Setting Valve Lash on Mechanical Cams
All the valves must be set individually and only when the lifter is properly located on the base circle of the lobe. At this position the valve is closed and there is no lift taking place. How will you know when the valve you are adjusting is in the proper position with the lifter on the base circle of the cam? This can be accomplished by watching the movement of the valves.
1. When the engine is hot (at operating temperature) remove the valve covers and pick the cylinder you are going to adjust.
2. Hand turn the engine in its normal direction of rotation while watching the exhaust valve on that particular cylinder. When the exhaust valve begins to open, stop and adjust that cylinder?s intake valve. (Why? Because when the exhaust is just beginning to open, the intake lifter will be on the base circle of the lobe, so the intake is the one we can now adjust.)
3. Use a feeler gauge, set to the correct valve lash, and place it between the tip of the valve stem and rocker arm. Adjust until you arrive at the proper setting and lock the adjuster in place.
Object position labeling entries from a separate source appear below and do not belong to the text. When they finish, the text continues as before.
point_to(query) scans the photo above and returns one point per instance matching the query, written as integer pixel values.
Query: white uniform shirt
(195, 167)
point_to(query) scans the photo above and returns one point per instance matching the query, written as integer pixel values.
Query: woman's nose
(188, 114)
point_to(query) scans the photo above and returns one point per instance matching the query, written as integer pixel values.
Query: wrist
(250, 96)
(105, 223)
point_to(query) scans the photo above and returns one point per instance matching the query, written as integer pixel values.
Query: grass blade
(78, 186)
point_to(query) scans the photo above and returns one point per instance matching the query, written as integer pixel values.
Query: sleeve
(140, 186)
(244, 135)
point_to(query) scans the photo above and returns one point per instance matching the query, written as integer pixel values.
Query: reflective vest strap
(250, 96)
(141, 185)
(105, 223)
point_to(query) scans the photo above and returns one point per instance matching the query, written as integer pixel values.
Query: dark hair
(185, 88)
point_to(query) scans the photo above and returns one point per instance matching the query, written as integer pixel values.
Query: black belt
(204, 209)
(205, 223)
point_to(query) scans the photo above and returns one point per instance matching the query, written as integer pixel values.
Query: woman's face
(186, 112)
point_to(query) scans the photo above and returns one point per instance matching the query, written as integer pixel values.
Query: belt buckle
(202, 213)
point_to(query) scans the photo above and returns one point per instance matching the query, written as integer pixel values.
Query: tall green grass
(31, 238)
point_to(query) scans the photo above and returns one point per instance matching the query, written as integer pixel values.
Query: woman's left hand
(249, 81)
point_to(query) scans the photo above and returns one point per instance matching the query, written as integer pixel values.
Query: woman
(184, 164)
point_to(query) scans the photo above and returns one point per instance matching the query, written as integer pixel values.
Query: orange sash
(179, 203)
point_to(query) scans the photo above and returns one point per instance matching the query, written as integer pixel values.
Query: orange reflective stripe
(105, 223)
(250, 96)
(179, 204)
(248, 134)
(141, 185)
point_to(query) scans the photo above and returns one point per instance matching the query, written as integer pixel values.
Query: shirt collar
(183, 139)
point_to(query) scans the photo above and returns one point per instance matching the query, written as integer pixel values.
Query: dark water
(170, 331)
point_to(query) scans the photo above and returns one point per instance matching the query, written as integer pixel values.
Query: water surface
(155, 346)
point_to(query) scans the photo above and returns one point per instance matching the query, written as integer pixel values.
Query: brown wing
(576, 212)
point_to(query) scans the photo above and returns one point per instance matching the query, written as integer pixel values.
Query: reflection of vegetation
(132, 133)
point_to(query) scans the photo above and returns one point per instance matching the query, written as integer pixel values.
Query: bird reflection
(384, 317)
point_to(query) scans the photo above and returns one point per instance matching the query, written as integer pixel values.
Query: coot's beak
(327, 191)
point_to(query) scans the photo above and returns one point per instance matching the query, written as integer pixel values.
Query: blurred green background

4. After the intake valve has been adjusted, continue to rotate the engine, watching that same intake valve. The intake valve will go to full lift and then begin to close. When the intake is almost closed, stop and adjust the exhaust valve on that particular cylinder. (Again, when we see the intake valve almost closed, we are sure that the exhaust lifter is on the base circle of the lobe.) Use the feeler gauge and follow the procedure described before in step 3.
5. Both valves on this cylinder are now adjusted, so move to your next cylinder and follow the same procedure again. In the future you may find shortcuts to this method, but it still remains the best way to do the job correctly.
This is pretty straight forward. And I agree with above....no reason to adjust hot. and never let anyone else do this work for you. It is the pride of ownership, and knowing this critical step was done right.